Professor of Anthropology

College of Letters and Science | Department of Anthropology

Hometown: Salt Lake City, UT

Sarah Clayton is an archaeologist who studies the growth and decline of the world’s earliest urban capitals and their impacts on surrounding landscapes and communities. She conducts field research in Mexico, where she investigates everyday life and social change at Teotihuacan, a UNESCO World Heritage Site that was the largest city of its time in the Americas. Rural-urban interaction, migration, and identity are major themes of her work. She is currently director of the Chicoloapan Archaeological Project, which examines community formation, land use, and resilience in association with the collapse of a regional state. Clayton’s research is supported by the National Science Foundation and conducted in collaboration with local community members and researchers from Mexico, the U.S., and France. She has been with UW-Madison since 2010.

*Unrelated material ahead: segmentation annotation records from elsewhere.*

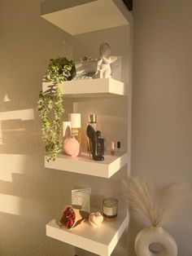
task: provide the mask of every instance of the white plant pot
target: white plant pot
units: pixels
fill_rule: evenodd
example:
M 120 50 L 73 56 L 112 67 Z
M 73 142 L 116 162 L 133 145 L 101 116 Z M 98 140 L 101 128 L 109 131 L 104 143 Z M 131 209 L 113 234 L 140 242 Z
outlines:
M 162 250 L 154 254 L 150 245 L 157 243 Z M 135 240 L 135 251 L 137 256 L 177 256 L 177 247 L 172 236 L 163 227 L 150 227 L 142 229 Z

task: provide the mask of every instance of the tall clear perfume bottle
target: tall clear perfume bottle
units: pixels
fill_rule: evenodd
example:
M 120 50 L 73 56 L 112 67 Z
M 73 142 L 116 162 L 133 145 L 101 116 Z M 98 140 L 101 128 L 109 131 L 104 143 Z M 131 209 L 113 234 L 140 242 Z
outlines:
M 63 121 L 63 153 L 64 153 L 64 142 L 71 137 L 71 121 Z
M 94 130 L 98 130 L 98 124 L 97 122 L 97 115 L 96 114 L 89 114 L 89 123 L 88 125 L 91 126 Z
M 73 136 L 81 144 L 81 113 L 70 113 L 72 136 Z

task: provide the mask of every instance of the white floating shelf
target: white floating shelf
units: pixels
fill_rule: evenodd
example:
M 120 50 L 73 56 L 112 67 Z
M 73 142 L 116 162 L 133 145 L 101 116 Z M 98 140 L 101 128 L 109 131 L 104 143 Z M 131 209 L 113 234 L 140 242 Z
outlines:
M 89 222 L 85 222 L 73 229 L 66 230 L 60 228 L 53 219 L 46 225 L 46 236 L 98 255 L 109 256 L 129 221 L 129 215 L 118 214 L 116 221 L 103 221 L 99 228 L 94 228 Z
M 105 160 L 101 161 L 94 161 L 89 158 L 89 154 L 83 152 L 81 157 L 77 157 L 59 154 L 55 161 L 50 161 L 49 162 L 47 162 L 46 157 L 45 167 L 46 168 L 103 178 L 111 177 L 129 161 L 127 152 L 122 153 L 120 157 L 104 156 Z
M 43 82 L 43 92 L 51 85 L 52 82 Z M 66 81 L 61 85 L 61 90 L 65 97 L 70 98 L 127 95 L 125 85 L 113 78 Z
M 122 0 L 49 0 L 41 15 L 71 35 L 123 26 L 130 13 Z

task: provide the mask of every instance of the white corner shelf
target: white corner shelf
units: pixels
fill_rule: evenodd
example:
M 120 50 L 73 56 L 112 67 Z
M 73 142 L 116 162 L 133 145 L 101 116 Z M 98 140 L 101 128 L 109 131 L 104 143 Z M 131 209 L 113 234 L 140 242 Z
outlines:
M 47 162 L 45 157 L 45 167 L 81 174 L 88 174 L 103 178 L 110 178 L 121 167 L 128 163 L 127 152 L 117 156 L 104 156 L 104 161 L 94 161 L 89 154 L 82 152 L 81 157 L 72 157 L 59 154 L 55 161 Z
M 122 0 L 49 0 L 41 16 L 71 35 L 123 26 L 130 13 Z
M 52 82 L 43 82 L 42 91 L 45 92 Z M 62 93 L 65 97 L 110 97 L 128 95 L 125 85 L 113 78 L 96 78 L 65 81 L 61 85 Z
M 53 219 L 46 225 L 46 236 L 98 255 L 109 256 L 129 222 L 129 215 L 118 214 L 116 221 L 103 221 L 98 228 L 91 227 L 86 221 L 68 230 L 60 228 Z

Dr. Clayton prefers in-person talks only.

Talks:

Everyday life after the fall of Teotihuacan

How do local communities respond when state systems break down and powerful capitals are abandoned? This talk highlights current research at Chicoloapan, Mexico, where archaeology, remote sensing, and paleoenvironmental analyses are integrated to reconstruct everyday life after Teotihuacan’s collapse and to understand the ways in which people rebuild sustainable communities.